2011.9.6

撮影:沖津賢一郎

不潔か高潔か

沖津賢一郎
告白する。

私はかつて、かつてといっても学生時代、

「原始共産主義」を唱えていた。
それがいいことだと本気で思えていたからだ。

お笑いだ。
矛盾も甚だしい。
今じゃカメラやパソコンがなければ自分の暮らしが成り立たない。

もっとも、友人から指摘されるまで
自分のいっていることが「原始共産主義」だと
気がついていなかったんだけれど。



それだけじゃない。

時々どうしても思い出してしまうことがある。

「私にはみんなが言っている『付き合う』ということがわからない。
独占欲というのはたちがわるい。
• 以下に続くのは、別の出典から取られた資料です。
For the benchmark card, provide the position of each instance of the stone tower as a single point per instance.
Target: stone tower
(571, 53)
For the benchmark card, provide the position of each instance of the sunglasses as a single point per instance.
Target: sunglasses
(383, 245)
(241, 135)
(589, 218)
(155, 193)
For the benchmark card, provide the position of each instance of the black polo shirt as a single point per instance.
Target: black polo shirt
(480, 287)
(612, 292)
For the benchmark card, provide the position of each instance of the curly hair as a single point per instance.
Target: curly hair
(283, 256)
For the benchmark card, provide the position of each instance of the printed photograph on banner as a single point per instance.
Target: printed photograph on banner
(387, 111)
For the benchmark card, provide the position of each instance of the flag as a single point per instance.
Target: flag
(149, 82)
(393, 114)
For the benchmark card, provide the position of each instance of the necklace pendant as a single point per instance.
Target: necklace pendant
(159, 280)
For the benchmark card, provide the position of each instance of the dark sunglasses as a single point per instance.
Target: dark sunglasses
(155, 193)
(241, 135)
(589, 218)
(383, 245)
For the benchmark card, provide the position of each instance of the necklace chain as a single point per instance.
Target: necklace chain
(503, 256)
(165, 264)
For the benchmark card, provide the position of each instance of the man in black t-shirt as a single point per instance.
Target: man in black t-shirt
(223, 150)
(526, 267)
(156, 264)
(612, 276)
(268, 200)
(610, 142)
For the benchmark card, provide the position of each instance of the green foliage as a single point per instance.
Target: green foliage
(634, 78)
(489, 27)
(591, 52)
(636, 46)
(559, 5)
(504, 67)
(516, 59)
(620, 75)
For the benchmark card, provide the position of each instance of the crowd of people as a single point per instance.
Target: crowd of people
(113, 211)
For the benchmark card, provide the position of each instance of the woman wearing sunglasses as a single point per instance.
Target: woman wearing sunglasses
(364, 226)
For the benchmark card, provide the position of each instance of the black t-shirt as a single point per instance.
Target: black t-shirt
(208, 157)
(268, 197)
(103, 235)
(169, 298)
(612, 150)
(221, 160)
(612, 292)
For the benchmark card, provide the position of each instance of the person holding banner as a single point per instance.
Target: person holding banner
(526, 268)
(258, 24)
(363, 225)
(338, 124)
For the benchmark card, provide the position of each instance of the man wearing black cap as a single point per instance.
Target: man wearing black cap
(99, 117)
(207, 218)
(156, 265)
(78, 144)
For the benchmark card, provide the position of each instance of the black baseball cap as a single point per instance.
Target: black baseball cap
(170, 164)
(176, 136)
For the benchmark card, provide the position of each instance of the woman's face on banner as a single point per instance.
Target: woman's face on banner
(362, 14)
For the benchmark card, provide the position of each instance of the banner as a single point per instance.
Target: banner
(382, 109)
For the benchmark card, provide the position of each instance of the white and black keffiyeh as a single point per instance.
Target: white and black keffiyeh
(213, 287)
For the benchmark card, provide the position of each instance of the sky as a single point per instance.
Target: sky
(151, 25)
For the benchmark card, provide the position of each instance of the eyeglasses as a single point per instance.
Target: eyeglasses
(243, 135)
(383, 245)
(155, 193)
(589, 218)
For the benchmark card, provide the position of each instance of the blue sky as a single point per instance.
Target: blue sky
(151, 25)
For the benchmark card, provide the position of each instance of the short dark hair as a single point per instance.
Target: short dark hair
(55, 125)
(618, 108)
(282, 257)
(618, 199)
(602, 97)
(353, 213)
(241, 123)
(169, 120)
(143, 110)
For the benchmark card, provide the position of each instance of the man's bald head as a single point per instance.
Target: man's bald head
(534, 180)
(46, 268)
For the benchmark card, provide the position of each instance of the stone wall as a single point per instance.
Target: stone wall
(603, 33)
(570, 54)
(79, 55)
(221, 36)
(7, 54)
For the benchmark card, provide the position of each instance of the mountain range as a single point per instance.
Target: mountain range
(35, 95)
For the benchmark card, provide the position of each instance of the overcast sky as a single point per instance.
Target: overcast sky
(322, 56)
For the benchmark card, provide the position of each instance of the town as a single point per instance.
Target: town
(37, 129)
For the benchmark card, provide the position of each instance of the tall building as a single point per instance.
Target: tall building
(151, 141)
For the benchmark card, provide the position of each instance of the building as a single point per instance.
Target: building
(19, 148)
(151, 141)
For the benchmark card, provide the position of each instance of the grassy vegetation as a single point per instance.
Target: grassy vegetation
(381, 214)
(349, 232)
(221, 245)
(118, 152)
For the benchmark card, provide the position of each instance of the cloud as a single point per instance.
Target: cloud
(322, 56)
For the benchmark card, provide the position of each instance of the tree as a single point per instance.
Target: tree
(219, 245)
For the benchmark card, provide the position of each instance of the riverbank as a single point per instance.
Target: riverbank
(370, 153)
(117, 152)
私は、いい男は共有すべきだと思う」
とある美人の言葉だ。

わからなかった。
だってそうだろう。
いい男を共有すべきだと思うということは、
裏を返せば、自分も共有されていいということになる。

不潔。

そう思う。
だってそれは限りなくむずかしい話だし、
実際のところ動物としての本能から逆行している。

なぜこんなことを思い出したかというと、
今日Panasonicさんとカメラの話をしていて、
そのあと友人と話していたら、

偶然、松下幸之助の「水道哲学」というのが出た。
「公園の水をがぶがぶ飲んでいても、みんなたいして怒らない。
ただみたいに安いからだ。
家電製品を、蛇口をひねれば水がジャンジャン出てくるように、
世の中に供給する。
それなら、家電製品は、ただみたいに安くなる。
他のものも、大量供給されれば安くなる」
というような内容の考え方だ。

ふと考えた。
もしや、これは原始共産主義じゃないのか。

凄いねえ。

これを自分に置き換えて考える。
自分で作品をただみたいにジャブジャブ制作し、
権利も何も主張せず、ジャンジャンパクってコピーしてほしい。

こう言っているようなものだ。

凄い。
今の私にそれができるか?

松下幸之助と前述の美女。

不潔か高潔か。

どちらかはわからないが、何かを大きく超越している。
どちらにせよ、
今の私のようなせこい考えに支配されてないことは確かだ。

この私有制がはびこれる自己責任と弱肉強食の世の中で。